Netflix Gets in the Christmas Spirit With Fun and Frothy ‘The Princess Switch’
The holiday season is fast approaching, which means plenty of Christmas-themed films will soon be flooding basic cable. However, with the rise of streaming services, Hallmark and Freeform no longer have the market cornered on these sort of guilty-pleasure flicks. Netflix is now in the game, which is evident from its latest original film, “The Princess Switch,” a romantic comedy containing all the right ingredients for a feel-good holiday film: A former Disney star, two hunky men, an adorable child, baked goods, and plenty of Christmas trappings.
“The Princess Switch” is the perfect vehicle for its star, Vanessa Hudgens, who first made a name for herself in Disney’s “High School Musical” franchise. Like Lindsay Lohan and Hayley Mills before her, Hudgens finds herself working double time here, playing the dual roles of Chicago baker Stacy De Novo and European duchess Lady Margaret Dellacorte, two women whose paths would have never crossed if Stacy hadn’t been invited to compete in a prestigious baking competition in Belgravia, a fictional country most likely based on Monaco. Stacy, who is still recovering from a recent break-up, is accompanied on her journey by her best friend and sous-chef, charming single dad Kevin (Nick Sagar), and his precocious eight-year-old daughter, Olivia (Alexa Adeosun). The baking competition coincides with the arrival of the fiancée of Prince Edward (Sam Palladio), the reclusive Duchess Margaret, whom Stacy bumps into, literally, not long after her arrival, and the resemblance between the two women is uncanny. Margaret is experiencing a case of pre-wedding jitters, to say the least, and she convinces the commoner to take her place for a few days, which would allow the noblewoman to experience life a normal gal in her new country before she enters into her dynastic marriage. Stacey endears herself to the viewer by asking nothing for herself in exchange for agreeing to this whacky plan, only that she secure a scholarship for Olivia to an expensive ballet school.

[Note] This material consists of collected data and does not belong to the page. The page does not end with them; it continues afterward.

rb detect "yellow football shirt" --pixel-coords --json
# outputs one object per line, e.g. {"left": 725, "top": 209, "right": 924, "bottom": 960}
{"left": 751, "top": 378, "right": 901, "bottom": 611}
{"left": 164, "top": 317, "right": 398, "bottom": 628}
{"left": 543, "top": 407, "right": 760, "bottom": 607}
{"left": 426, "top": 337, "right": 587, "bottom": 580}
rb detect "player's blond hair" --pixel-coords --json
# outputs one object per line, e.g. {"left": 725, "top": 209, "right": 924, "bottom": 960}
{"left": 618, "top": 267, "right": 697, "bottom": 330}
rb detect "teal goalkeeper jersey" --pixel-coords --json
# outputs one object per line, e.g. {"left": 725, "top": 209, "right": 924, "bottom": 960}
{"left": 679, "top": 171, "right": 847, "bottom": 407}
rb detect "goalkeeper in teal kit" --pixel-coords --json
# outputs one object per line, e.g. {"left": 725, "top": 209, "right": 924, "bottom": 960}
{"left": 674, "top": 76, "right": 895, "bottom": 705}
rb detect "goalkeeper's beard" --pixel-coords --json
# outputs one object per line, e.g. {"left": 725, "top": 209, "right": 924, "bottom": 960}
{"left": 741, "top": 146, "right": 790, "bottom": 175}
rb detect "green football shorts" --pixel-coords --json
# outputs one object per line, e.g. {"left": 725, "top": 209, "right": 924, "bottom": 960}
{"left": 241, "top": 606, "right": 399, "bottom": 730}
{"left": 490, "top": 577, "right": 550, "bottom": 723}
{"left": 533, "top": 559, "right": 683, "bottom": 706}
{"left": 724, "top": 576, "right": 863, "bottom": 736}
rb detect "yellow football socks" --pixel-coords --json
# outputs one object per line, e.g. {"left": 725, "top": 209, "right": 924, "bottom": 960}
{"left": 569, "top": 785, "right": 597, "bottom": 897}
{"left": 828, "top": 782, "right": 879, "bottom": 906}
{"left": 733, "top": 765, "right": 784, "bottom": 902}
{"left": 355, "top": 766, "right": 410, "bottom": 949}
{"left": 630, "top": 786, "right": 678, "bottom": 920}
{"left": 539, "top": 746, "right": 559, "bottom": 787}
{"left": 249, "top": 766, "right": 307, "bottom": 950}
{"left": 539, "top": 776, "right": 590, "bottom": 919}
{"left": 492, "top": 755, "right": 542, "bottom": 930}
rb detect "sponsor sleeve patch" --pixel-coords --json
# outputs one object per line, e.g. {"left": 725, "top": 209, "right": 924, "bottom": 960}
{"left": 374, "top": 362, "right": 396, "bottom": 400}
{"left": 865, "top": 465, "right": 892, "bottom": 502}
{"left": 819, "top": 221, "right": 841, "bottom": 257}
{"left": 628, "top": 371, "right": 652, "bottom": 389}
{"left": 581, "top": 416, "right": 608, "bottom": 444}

Even with Margaret’s longtime lady-in-waiting, Mrs. Donatelli (Suanne Braun), helping there are bound to be a few hiccups, the biggest one being Prince Edward, who cancels a diplomatic trip to spend time with the woman whom he believes to be his betrothed. However, the dashing prince finds himself truly falling for this “new” Margaret, whose Type-A personality suits him rather well, and vica versa. The real Margaret, meanwhile, takes a liking to the more laid-back Kevin.
Hudgens is a natural in this kind of role, and it certainly helps that she has chemistry with both leading men. Overall, “The Princess Switch” fun, cozy little film. There’s plenty of jolly scenery and cute costumes, although one cannot help but question Margaret’s decision to prance around in short skirts during snow falls. It’s only major weakness is that it lacks a clear villain. There’s a half-baked subplot involving Stacy’s cooking school rival, Brianna (Amy Griffiths) that comes out flat. Similarly, royal spy Fran De Luca (Mark Fleischmann) proves to be less of a nuisance than he would wish. There’s also a guardian angel of sorts (Robin Soans) thrown into the mix, although this is the kind of film where one is able easily suspend their disbelief and buy into crazy coincidences without them being explained away by the presence of a supernatural being.
“The Princess Switch” premieres Nov. 16 on Netflix.